D'une part parce que c'est chiant et d'autre part parce que c'est pas toujours possible. 
Sur Alpha dans creuset de l'éternité, je me vois mal écrire "1, 2, dodge" pour que vous esquiviez au bon moment.
Je ne vous demande pas de parler, juste d'écouter.
*Débloquez toutes les compétences non raciales et les aptitudes avant de venir.*
Pour la plupart des donjons, je vous demanderai juste d'avoir certaines compétences (mur de renvoi ou d'absorption, suppression d'altérations, etc...).
Cependant, si le donjon se passe trop mal, je vous demanderai de passer sur un build optimisé. En somme, si j'estime que ça ne passera pas dans la configuration actuelle (aptitude / compétence), je vous demanderai d'en changer afin de facilité le passage.
Pour certains donjons (arah C4 notamment), vous n'aurez pas de choix du tout : j'imposerai l'équipement en plus des aptitudes et des compétences. 
C'est pas que ça me fasse spécialement plaisir, mais Simin a des pré-requis vraiment spécifique.
*Appliquez les stratégies*
Il peut m'arriver de dire des conneries, comme tout le monde mais globalement, si je me propose pour expliquer des instances, c'est que j'ai un minimum d'expérience dans le domaine.
Il arrive que la stratégie que je vous explique ne fonctionne pas avec la composition du groupe actuel : le dernier boss de caudecus peut se faire au corps à corps quand on a assez de dispel, mais quand on a un groupe qui n'est pas optimisé pour ce boss, il faut le faire à distance.
Généralement, j'expliquerais des stratégies adaptées aux joueurs un minimum optimisé (_précision en dessous_) mais si le groupe n'a pas les prérequis, j'expliquerais la stratégie alternative.
*Cerveau branché.*
Je ne vous éduque pas, je vous explique des stratégies.
Si je ne vous dis pas "esquive" alors qu'il y a une grosse zone rouge au sol, faites quand même une esquive.
*Ne prenez pas la mouche.*
Parfois, je serai de mauvaise humeur, parfois je serai fatigué. 
Rarement, mais ça peut arriver, je peux prendre le temps d'expliquer une instance alors que j'avais pas prévu de le faire donc ça se ressentira.
Souvent, je troll.
Ce n'est *jamais* personnel.
Si quelque chose ne va pas, vous me le dites sur le moment.
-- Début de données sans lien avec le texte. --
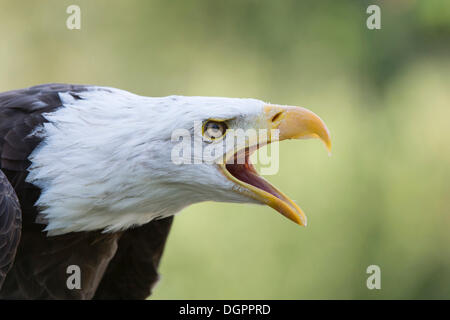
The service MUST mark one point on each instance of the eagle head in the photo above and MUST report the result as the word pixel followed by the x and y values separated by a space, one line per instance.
pixel 111 160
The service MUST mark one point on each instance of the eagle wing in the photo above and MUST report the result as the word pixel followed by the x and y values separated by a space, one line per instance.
pixel 133 272
pixel 10 226
pixel 123 265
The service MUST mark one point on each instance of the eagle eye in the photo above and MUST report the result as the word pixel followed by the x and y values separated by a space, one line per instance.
pixel 213 130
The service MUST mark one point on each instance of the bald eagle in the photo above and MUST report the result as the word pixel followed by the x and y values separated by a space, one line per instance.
pixel 87 179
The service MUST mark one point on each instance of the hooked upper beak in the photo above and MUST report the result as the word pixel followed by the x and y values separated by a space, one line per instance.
pixel 291 123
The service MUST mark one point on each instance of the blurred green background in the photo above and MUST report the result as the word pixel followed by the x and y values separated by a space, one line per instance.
pixel 383 196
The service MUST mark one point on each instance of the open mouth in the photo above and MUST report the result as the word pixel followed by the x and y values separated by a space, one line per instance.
pixel 244 174
pixel 291 123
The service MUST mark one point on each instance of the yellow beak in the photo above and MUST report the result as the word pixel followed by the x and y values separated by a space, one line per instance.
pixel 292 123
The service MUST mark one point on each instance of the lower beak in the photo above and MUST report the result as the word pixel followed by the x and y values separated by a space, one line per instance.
pixel 291 123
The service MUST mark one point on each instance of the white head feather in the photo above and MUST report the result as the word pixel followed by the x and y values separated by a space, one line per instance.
pixel 105 160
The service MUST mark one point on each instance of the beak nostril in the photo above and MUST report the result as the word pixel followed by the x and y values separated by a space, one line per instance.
pixel 275 117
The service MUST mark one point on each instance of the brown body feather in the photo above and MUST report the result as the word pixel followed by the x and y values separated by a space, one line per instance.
pixel 113 265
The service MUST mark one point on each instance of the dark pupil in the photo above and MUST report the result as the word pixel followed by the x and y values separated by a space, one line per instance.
pixel 214 130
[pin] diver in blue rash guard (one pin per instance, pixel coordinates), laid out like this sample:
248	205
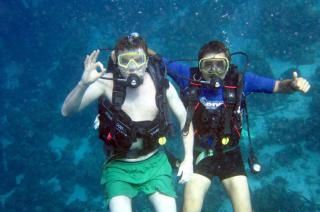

*Contrairement à la croyance populaire*, ceci n'est ni un groupe optimisé, ni un groupe "zerk" :



Je ne vais pas partir sur une longue explication et je vous demanderais de pas rebondir là dessus sur le thread mais pour faire simple : 
- un voleur (potentiellement, un élémentaliste) fait plus de dégâts qu'un guerrier.
- le combo guerrier / rôdeur apporte plus au groupe de 2 guerriers.

De plus, vous verrez avec l'expérience qu'on peut très bien faire n'importe quel donjon *très rapidement* avec n'importe quelle composition, du moment où les joueurs utilisent le *build adapté* au groupe / à la situation et un *équipement berserker*.
Mais je vous rassure, on en est pas à l'optimisation, pour le moment, c'est les bases.

_________________________________________
*Si d'autres canards veulent faire du "tutorat"*, je les incite fortement à se faire connaître sur ce thread avec le(s) chemin(s) qu'ils veulent faire découvrir ainsi qu'un créneau dans lequel ils sont libres pour prendre le temps d'expliquer.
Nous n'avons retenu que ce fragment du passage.